For loading in 4-bit, at the time of writing, support for `load_in_4bit` has not been merged into the latest releases for `transformers` and `accelerate`. However you can use it if you install the dependancies the `main` branches of the published repos:

    pip install git+https://github.com/huggingface/accelerate.git
    pip install git+https://github.com/huggingface/transformers.git
    

Then load in 4-bit with:

    model = AutoModelForCausalLM.from_pretrained("replit/replit-code-v1-3b", 
                                                 trust_remote_code=True, 
                                                 device_map="auto",
                                                 load_in_4bit=True)
    

#### [](#references)References

*   [Hugging Face's Quantization Doc](https://huggingface.co/docs/transformers/main/main_classes/quantization)
*   [Original Blogpost introducing 8-bit](https://huggingface.co/blog/hf-bitsandbytes-integration)
*   [New Blogpost introducing 4-bit](https://huggingface.co/blog/4bit-transformers-bitsandbytes)

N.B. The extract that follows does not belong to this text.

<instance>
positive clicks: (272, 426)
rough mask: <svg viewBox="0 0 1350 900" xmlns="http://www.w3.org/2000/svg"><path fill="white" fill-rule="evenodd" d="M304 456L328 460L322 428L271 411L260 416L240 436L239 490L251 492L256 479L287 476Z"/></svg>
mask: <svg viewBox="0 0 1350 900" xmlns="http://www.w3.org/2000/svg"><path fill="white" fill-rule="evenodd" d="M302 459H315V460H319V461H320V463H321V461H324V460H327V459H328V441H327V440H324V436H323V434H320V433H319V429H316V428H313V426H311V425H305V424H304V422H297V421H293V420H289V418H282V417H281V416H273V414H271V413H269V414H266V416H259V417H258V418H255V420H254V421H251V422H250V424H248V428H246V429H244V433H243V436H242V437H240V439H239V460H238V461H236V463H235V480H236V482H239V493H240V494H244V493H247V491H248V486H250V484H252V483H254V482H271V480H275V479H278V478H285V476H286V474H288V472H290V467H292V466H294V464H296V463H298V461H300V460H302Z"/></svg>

### [](#post-processing)Post Processing

Note that as with all code generation models, post-processing of the generated code is important. In particular, the following post-processing steps are recommended:

*   stop generation when the EOS token is encountered
*   remove trailing whitespaces
*   set `max_tokens` to a reasonable value based on your completion use case
*   truncate generation to stop words such as `return`, `def`, "\`\`\`", "`\n\n\n`" to avoid generating incomplete code when `max_tokens`is larger than the length of the expected generated code.

## Model overview

`replit-code-v1-3b` is a 2.7B Causal Language Model developed by [Replit](https://aimodels.fyi/creators/huggingFace/replit) that is focused on code completion. It has been trained on a diverse dataset of 20 programming languages, including Markdown, Java, JavaScript, Python, and more, totaling 525B tokens. Compared to similar models like [StarCoder](https://aimodels.fyi/models/huggingFace/starcoder-bigcode) and [rebel-large](https://aimodels.fyi/models/huggingFace/rebel-large-babelscape), `replit-code-v1-3b` is tailored specifically for code generation tasks.

## Model inputs and outputs

`replit-code-v1-3b` takes text input and generates text output, with a focus on producing code snippets. The model utilizes advanced techniques like Flash Attention and AliBi positional embeddings to enable efficient training and inference on long input sequences.

### Inputs
- Text prompts, which can include a mix of natural language and code

### Outputs
- Autoregressive text generation, with a focus on producing valid and relevant code snippets
- The model can generate multi-line code outputs

## Capabilities

`replit-code-v1-3b` excels at code completion tasks, where it can generate relevant and functional code to extend or complete a given programming snippet. It has been trained on a diverse set of languages, allowing it to handle a wide range of coding tasks.

## What can I use it for?

The `replit-code-v1-3b` model is well-suited for applications that involve code generation or assistance, such as:

- Integrated development environment (IDE) plugins that provide intelligent code completion
- Automated code generation tools for rapid prototyping or boilerplate creation
- Educational or learning platforms that help users learn to code by providing helpful suggestions

## Things to try

One interesting thing to try with `replit-code-v1-3b` is to provide it with a partial code snippet and see how it can complete or extend the code. You could also experiment with providing the model with a natural language description of a programming task and see if it can generate the corresponding code.